Impossível deixar de lembrar de outra apelação famosa à sensibilidade,
digamos, estomacal do espectador. Ela acontece num contexto bem diferente
daquele filme de Hartley. Enquanto este leva a um humor involuntário,
o vômito verde * isso mesmo, verde * da garotinha Regan busca o horror
voluntário. O líquido pegajoso é uma das munições que o diretor William
Friedkin
utilizou para mexer com o público. E conseguiu. Seu filme O Exorcista,
de 1973, está voltando hoje às telas com 11 minutos adicionais. Por isso,
vem com o subtítulo Versão do Diretor, ou seja, o que foi cortado
na sala de montagem, à época do lançamento. Também vem com som digital
remasterizado. Enfim, tudo novinho. Exceto o vômito, que continua com
o mesmo aspecto repugnante.
Foi um fenômeno, tanto cinematográfico como até mesmo social, desses que
só se vê de tempos em tempos numa indústria tão fugaz como a de Hollywood.
É comum ouvir ainda hoje de adultos quarentões que presenciaram a estréia
o relato não só do medo justificável no escurinho do cinema, como também
das conseqüências fora das salas. Pessoas em crise nervosa, situações
comparadas a possessões demoníacas, debates alterados sobre a veracidade
ou não do que era visto na tela. O Exorcista provocou tudo isso
e muito mais. Também foi a gênese de uma escola de imitações, baratas
ou não, que atingiria sua face maior nos filmes "trash" de Jason
e Freddy Krueger e hoje ainda pode ser reconhecido aqui e ali numa produção
adolescente, vulgarizada numa estética moderninha.

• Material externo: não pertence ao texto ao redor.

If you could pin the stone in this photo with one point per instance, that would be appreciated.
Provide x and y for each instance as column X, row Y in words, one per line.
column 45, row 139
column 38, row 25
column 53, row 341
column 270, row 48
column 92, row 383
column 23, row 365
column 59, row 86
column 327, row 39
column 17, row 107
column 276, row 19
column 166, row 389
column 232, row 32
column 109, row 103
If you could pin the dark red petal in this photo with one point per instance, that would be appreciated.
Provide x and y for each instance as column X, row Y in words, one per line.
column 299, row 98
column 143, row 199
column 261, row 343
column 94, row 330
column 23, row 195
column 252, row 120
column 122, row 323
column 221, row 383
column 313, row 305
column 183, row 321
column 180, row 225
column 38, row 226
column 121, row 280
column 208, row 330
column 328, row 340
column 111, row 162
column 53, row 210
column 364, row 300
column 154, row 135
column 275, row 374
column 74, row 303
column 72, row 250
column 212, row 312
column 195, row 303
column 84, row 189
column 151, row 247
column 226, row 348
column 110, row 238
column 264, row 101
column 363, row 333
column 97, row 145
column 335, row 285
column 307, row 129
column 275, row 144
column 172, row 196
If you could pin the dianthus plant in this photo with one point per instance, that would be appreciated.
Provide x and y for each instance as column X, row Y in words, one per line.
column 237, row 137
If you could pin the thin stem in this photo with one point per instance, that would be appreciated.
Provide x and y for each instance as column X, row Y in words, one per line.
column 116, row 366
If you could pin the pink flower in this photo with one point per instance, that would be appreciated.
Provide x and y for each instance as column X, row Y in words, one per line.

Mas nem o diretor Friedkin nem o roteirista William Peter Blatty, que
adaptou sua própria obra, pensavam em fundar um gênero mesmo. Queriam
apenas tratar seriamente, sem excentricidades, um tema desconhecido, misterioso
e que mexia com a imaginação das pessoas. Sabiam, isso sim, que ele poderia
também ser apavorante. E daí o trunfo do filme. Ao apresentar um terreno
fértil de possibilidades e sugestões, os realizadores colocam no mesmo
plano o espectador e uma figura tão ignorante e desesperada com o "oculto"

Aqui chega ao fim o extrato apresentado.